Cold rain pelted the pond and rickety wooden pier, fewer than a hundred feet from where she worked the shovel. Despite the rain, she continued digging the grave beneath the tree where she had so often read when the weather was nice. She wanted it to be deep enough that other animals would not desecrate Rusty’s final resting spot. With a trembling hand, blurred vision, and mucus running into her mouth, she had put him down that morning. Rusty had smelled, despite repeated baths; the stench of old dog and pending death clinging like flies to a horse’s eyes.
Before that, he’d slowed down, of course, growing mellow, docile, and constant - a silent partner in an equation that often included coffee and a good book. Her naturally cold feet had been warmed with his constant presence at the foot of her bed, and lightning, which had always troubled her, was made bearable on many an October eve.
Even earlier, Rusty had consoled her when her husband left, large wet eyes seeming to say she was better off without the clod. Rusty had stayed far enough from her horse to avoid a hoof but close enough to make clear his loyalties when she and the clod rode together, usually looking for strays. Baring his teeth when the clod became hostile with bourbon, Rusty had taken more than one kick to the head in defense of his mistress. Folks who knew them both had been relieved when the clod was replaced in the old, lime green Ford pickup she drove on monthly trips into town - Rusty a mainstay the clod could never be.

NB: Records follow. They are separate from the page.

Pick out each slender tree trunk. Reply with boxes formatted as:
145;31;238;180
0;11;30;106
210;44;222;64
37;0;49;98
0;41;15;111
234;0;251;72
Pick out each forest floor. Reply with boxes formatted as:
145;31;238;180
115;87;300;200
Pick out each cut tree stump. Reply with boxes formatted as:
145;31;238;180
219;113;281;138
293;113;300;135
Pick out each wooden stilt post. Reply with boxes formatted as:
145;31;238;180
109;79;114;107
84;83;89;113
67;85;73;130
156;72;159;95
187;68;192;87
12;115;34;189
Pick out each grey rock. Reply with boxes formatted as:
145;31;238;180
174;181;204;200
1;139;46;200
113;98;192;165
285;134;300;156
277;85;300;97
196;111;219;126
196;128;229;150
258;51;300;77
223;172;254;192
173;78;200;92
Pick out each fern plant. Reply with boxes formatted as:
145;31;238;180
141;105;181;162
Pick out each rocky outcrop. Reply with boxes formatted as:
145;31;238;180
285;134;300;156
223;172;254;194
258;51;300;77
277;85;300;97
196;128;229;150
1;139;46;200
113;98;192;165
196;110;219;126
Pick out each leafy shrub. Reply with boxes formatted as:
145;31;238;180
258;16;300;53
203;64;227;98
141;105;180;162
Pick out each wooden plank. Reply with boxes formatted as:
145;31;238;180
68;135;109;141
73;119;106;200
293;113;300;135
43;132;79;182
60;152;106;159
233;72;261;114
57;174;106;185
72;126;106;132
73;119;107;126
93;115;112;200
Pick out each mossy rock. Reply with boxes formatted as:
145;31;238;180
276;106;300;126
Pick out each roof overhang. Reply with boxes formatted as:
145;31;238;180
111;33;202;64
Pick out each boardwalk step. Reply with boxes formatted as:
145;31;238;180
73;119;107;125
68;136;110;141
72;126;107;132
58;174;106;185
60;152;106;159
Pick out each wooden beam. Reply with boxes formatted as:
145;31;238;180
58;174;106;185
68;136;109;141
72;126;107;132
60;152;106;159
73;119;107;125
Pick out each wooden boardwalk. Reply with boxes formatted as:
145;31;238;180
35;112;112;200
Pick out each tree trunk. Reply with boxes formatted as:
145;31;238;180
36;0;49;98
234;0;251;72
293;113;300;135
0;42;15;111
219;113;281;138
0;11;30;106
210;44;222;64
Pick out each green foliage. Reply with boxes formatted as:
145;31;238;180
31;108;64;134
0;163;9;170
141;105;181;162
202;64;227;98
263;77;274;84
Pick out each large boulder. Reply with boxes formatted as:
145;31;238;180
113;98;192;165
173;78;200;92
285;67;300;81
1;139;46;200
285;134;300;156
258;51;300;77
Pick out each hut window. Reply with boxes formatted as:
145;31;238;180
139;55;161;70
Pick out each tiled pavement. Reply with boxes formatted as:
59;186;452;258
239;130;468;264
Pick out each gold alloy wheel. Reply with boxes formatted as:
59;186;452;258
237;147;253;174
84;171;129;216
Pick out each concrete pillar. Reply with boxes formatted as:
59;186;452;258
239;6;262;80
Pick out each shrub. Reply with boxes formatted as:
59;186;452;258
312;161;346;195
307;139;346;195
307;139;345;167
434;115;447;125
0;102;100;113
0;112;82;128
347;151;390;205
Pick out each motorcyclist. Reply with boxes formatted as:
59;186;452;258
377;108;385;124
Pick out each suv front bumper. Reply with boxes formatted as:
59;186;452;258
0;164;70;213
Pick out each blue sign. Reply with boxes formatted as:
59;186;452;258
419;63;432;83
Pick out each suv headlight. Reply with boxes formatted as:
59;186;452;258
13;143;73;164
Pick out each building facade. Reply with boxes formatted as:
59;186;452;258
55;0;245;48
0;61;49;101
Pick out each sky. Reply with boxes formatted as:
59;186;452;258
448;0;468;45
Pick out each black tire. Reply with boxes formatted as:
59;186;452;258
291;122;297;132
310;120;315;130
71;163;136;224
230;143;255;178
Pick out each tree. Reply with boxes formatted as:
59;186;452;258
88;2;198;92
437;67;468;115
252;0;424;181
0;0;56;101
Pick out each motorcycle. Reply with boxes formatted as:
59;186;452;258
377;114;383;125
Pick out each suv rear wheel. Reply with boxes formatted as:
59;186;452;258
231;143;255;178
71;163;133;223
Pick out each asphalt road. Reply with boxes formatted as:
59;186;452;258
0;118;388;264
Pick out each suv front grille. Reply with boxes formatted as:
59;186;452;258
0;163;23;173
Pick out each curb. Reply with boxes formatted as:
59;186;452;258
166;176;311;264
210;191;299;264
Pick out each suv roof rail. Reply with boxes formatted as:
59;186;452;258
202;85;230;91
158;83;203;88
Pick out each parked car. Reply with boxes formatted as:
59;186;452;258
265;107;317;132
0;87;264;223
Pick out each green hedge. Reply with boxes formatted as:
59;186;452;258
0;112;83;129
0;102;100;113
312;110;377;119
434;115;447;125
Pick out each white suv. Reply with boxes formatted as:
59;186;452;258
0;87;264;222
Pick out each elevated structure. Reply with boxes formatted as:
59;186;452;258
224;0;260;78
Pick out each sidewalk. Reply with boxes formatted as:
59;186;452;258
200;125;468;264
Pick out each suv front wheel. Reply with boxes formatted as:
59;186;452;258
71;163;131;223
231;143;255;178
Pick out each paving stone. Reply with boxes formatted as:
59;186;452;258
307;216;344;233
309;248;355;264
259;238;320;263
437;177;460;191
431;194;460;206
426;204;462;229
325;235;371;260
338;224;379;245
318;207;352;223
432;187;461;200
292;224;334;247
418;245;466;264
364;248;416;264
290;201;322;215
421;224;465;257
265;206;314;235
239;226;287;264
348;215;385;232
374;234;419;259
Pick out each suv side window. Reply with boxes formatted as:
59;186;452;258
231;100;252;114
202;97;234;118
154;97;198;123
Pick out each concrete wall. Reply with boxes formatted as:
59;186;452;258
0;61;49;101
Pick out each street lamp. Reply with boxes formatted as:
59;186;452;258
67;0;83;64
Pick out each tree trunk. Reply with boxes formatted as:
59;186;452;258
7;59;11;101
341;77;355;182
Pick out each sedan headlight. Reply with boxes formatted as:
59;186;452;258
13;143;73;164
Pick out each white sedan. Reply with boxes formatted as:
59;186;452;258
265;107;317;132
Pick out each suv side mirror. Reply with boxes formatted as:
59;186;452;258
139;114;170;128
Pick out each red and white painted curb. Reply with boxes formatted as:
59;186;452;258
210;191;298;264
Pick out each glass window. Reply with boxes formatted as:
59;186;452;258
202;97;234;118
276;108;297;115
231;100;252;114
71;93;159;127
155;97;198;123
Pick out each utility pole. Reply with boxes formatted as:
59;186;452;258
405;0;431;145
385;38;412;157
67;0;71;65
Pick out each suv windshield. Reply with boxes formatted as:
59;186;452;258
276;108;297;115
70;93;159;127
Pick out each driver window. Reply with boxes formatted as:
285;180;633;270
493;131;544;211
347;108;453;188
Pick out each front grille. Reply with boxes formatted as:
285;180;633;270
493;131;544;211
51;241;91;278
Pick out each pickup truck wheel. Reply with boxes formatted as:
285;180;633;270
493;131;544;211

As a young dog, Rusty had boundless energy, and she had shed a doughy look as their hikes increased, foraying deeper into the wooded hills behind the cabin. New found, lean confidence had made the clod leery, as if he sensed she could live without him. Although without Rusty it was doubtful she would have survived the pneumonia that had stricken her when the clod had been away on a long haul. The heat from the dog’s body had been her only warmth when the firewood ran low and her strength to get more, still lower.
Many times she had thought back to first finding Rusty, or more accurately, his finding her. Like now, she had been standing in the rain, but at the end of the pier, her hair matted to her skull and her vision blurred. She’d been shivering, the cold being the least of the contributing factors, as she gazed into the murky lake disturbed by raindrops that pocked its surface. It was then that she felt eyes on her - no human for miles around - and she had slowly pivoted. The Golden Retriever was standing with hind legs in the mud and forelegs on the start of the pier. He had approached her cautiously, taken the rope that dangled from the cement block in her arms, and pulled her back from the brink.